Serge Belamant: South Africa’s Original Social Entrepreneur


The Story of a Thought Leader in Technology-Driven Banking and Financial Services

Serge Belamant’s ideas have helped millions of people by reducing cost, increasing efficiency and making financial services more inclusive and secure; always challenging the antiquated banking and financial services’ status quo. Belamant is also the pioneering patent holder of the first blockchain technology which helped the financial services sector protect against fraud.

The technology is based on creating an encrypted ledger of records that are interconnected and is also useful in various applications, such as retail operations which rely on complex supply chains. He developed the first iteration of the technology to enhance transparency by increasing the security of the financial institutions using it. As Cyril Ramaphosa discusses the rise of social entrepreneurship in South Africa during Covid-19, this publication has chosen to profile what some consider one of South Africa’s most impactful social entrepreneurs.

Early Banking and Financial Services Technology

Throughout his life, Belamant has been on the leading edge of creating, inventing, and testing new technologies for the company he has led. One of his greatest early achievements helped the banking institutions of the Republic of South Africa (RSA) when they were thrown into chaos with world-wide sanctions in the 1980s. The RSA banks were in trouble with their ATMs because the hardware systems it ran on was now unavailable to upgrade or maintain. Belamant was instrumental in developing a new ATM switch while he was employed at SASWITCH. Through innovative thinking Belamant created the second largest ATM switch in the world.

When the RSA was hit with sanctions, SASWITCH ran its computing system on Christian Rovsing computers which would no longer do business within RSA due to the sanctions that resulted from apartheid. Belamant went to Europe and secured a contract for a new computing system based on Stratus synchronous computers, and once the new system was in place Belamant went on to do reverse engineer the banks’ communication’s protocols – in order for banks to communicate more efficiently with each other and without making any changes to their proprietary systems. In doing so the RSA banking system was able to grow with better security, transparency, and easier transactions between financial institutions and ATMs, giving millions of South African’s better access to ATMs and ensuring a banking system integral to millions of disadvantaged citizens didn’t collapse on top of the people that needed it most.

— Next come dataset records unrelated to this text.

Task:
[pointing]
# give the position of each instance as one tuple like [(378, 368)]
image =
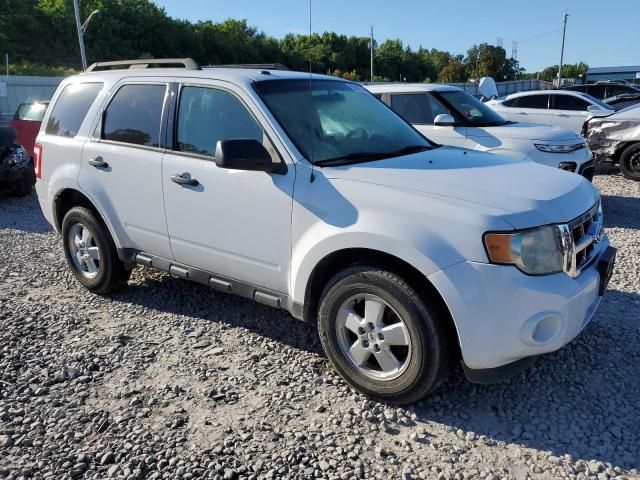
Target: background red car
[(27, 121)]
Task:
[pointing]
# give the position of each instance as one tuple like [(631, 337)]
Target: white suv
[(450, 116), (562, 108), (308, 194)]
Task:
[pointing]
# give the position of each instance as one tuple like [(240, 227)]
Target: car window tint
[(33, 112), (207, 115), (614, 90), (533, 101), (134, 115), (569, 102), (597, 91), (71, 107), (417, 108)]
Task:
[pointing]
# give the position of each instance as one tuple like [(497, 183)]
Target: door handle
[(98, 162), (181, 180)]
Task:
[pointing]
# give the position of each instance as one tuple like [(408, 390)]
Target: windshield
[(476, 112), (31, 111), (597, 101), (338, 121)]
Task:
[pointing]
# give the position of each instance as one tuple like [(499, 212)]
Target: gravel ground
[(169, 379)]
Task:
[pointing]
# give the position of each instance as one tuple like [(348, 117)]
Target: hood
[(529, 194), (529, 131)]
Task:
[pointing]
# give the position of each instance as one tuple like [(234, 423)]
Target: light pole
[(82, 27), (564, 31)]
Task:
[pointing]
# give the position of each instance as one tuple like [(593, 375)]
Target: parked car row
[(16, 149), (612, 134), (306, 193)]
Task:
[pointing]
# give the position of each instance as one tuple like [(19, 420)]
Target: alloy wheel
[(84, 250), (373, 337)]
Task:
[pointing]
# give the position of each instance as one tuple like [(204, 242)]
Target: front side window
[(134, 115), (472, 109), (31, 112), (333, 120), (207, 115), (71, 107), (533, 101), (417, 108), (569, 102)]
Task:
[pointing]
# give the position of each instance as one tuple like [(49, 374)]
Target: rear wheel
[(382, 338), (91, 252), (630, 162)]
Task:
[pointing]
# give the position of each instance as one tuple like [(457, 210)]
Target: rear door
[(122, 164), (420, 109), (530, 108), (569, 111)]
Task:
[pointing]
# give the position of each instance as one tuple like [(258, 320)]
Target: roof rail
[(256, 66), (187, 63)]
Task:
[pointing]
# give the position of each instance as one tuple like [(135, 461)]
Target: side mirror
[(444, 120), (244, 154)]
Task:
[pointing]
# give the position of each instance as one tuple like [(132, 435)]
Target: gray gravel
[(169, 379)]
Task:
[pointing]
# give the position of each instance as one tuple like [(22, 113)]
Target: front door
[(233, 223)]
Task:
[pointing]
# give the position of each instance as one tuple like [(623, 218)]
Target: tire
[(422, 364), (100, 270), (630, 162)]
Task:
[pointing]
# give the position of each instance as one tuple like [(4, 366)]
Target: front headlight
[(535, 252), (543, 147)]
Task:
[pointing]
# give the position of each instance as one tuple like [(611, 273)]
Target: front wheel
[(91, 252), (630, 162), (382, 338)]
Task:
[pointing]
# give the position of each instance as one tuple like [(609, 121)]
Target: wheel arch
[(69, 198), (340, 260)]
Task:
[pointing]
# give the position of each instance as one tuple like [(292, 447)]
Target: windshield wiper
[(360, 157)]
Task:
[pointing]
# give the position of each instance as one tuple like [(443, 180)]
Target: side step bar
[(223, 284)]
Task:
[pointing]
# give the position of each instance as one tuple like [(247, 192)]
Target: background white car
[(562, 108), (450, 116)]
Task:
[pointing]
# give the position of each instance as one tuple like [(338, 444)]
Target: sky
[(596, 34)]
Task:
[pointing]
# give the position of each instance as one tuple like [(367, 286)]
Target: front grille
[(586, 233)]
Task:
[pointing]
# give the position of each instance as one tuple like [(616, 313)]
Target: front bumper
[(503, 316)]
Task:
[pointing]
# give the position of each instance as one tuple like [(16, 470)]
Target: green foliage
[(549, 74), (41, 33)]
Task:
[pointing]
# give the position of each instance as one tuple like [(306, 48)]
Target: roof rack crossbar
[(256, 66), (187, 63)]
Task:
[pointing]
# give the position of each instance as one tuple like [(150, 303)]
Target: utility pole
[(564, 32), (80, 35), (371, 48)]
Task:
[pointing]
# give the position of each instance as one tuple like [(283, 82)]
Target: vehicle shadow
[(166, 294), (621, 211), (14, 214)]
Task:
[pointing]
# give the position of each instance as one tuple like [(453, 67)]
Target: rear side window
[(597, 91), (532, 101), (134, 115), (569, 102), (32, 112), (72, 106), (207, 115), (417, 108)]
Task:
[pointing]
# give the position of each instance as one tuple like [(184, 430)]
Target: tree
[(454, 72)]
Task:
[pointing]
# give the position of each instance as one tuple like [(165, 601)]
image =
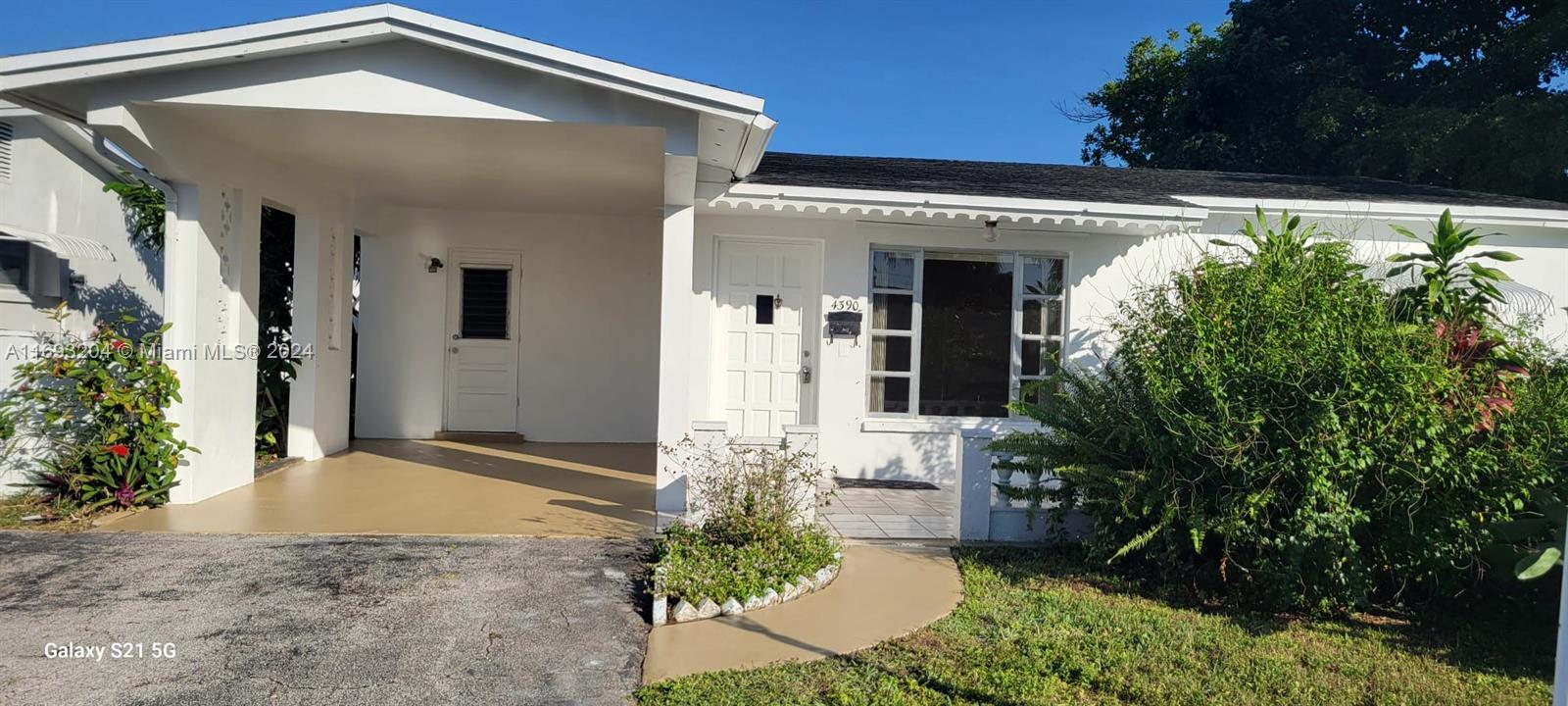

Creating the First Electronic Purse

Serge Belamant was also instrumental in developing the Universal Electronic Payment System (UEPS) which is considered to be the first electronic purse or wallet. UEPS is unique technology where electronic funds transfer is based on off-line operations; it functions like an electronic wallet that allows a customer to load money onto a smart card by a bank or at an ATM. Once the card is loaded a customer can use the card to purchase from merchants by transferring money to a merchant’s card who then in turns deposits in their bank by way of an ATM or POS. The electronic check has two digital signatures with the first signature known by the issuing bank and the customer’s card. The second signature is created by the clearing house and placed on the card before the card is given to the bank for issue. The UEPS invented by Belamant proved to be valuable in future banking and financial service products, reducing the need for physical cash, and helping those relying on regular payments – such as recipients of social welfare.

Creating COPAC, a World First

The next breakthrough in banking and financial services technology created by Belamant was the Chip Offline Pre-authorized Card or COPAC. In merging the proprietary technologies of Fund Transfer System (FTS) and UEPS, Belamant was able to develop a new technology for Visa which had contracted Belamant and his firm, Net1 Products to help increase security in its funds transfer systems and provide a secure offline solution.

The new technology provided Visa with increased security against fraud, misuse of credit, and verifying personal identification numbers. The little gold chip lives on today as one of the world’s greatest security measures in the banking and financial services sector and has been integral in creating the retail economy we know today.